Claro, pode-se afirmar "ah, mas a mentalidade é diferente na altura". Claro que era. O espetáculo tinha de continuar, e não interessava se fosse um "zé ninguém" ou o campeão do mundo. Mas, por incrível que pareça, o acidente de Williamson foi o virar de pagina em termos de mentalidade. Até entre os pilotos. Não foi por acaso que numa das fotos, pode-se ver o BRM de Niki Lauda a passar pelos destroços do March de Williamson. Tempos depois, disse que, se soubesse o que se tinha passado, não teria hesitado em parar e tentar salvá-lo. Bem vistas as coisas, pode agradecer ao sacrifício dele porque foi isso acabou por salvar a sua própria vida, quando três anos e três dias depois, quatro pilotos - Brett Lunger, Guy Edwards, Arturo Merzário e Harald Ertl - o retiraram do seu carro em chamas, no Nurburgring Norschleife. 

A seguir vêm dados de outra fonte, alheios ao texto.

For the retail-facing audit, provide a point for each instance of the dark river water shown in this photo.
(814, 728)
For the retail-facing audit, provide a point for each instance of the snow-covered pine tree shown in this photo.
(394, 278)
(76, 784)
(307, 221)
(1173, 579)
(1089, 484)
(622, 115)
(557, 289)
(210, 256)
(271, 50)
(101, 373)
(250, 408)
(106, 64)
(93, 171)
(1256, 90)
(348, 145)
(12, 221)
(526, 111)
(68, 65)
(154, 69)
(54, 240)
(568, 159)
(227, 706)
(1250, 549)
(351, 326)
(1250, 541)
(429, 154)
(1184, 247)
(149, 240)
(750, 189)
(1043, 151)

Dezenas de milhões de pessoas, um pouco por toda a Europa ocidental e América do Norte, viram, em direto e via satélite, a morte de uma pessoa diante dos seus olhos, e não esqueceram do que viram. E a partir dali, pediram para que agissem de forma mais robusta perante uma situação destas. E foi o que aconteceu, quando a segurança aumentou muito em termos de carros, circuitos, comissários e pilotos. 

Contudo, não impediu outros acidentes graves, como o de Niki Lauda, ou mortais, como Francois Cevért, Ronnie Peterson ou Gilles Villeneuve, mas ali a segurança melhorou imenso. As corridas são paradas - e até concluídas quando acontecem um acidente. Os circuitos são muito melhores, os comissários são mais ágeis - por vezes, exageram, como no caso das corridas à chuva. Mas a mentalidade "o espetáculo tem de continuar" já não existe mais. 

Aliás, já nem querem mais. O que desejam é um equilíbrio entre um lado e o excesso de cautelas em relação à segurança, especialmente quando o tempo se põe cara feia, como está na Bélgica nesta final de semana. 

Quem conhece a história, sabe como acabou: Williamson acabou por ser um dos maiores talentos desperdiçados do automobilismo, Purley, um antigo soldado de elite e herdeiro do maior fabricante de frigoríficos no Reino Unido, foi condecorado pelo seu ato de coragem, e morreu num acidente aéreo em 1985, oito anos depois de um grave acidente em Silverstone, na qualificação para o GP britânico. 

E hoje passa meio século. Muito provavelmente, quem ver as imagens dessa corrida, não esquecerá mais.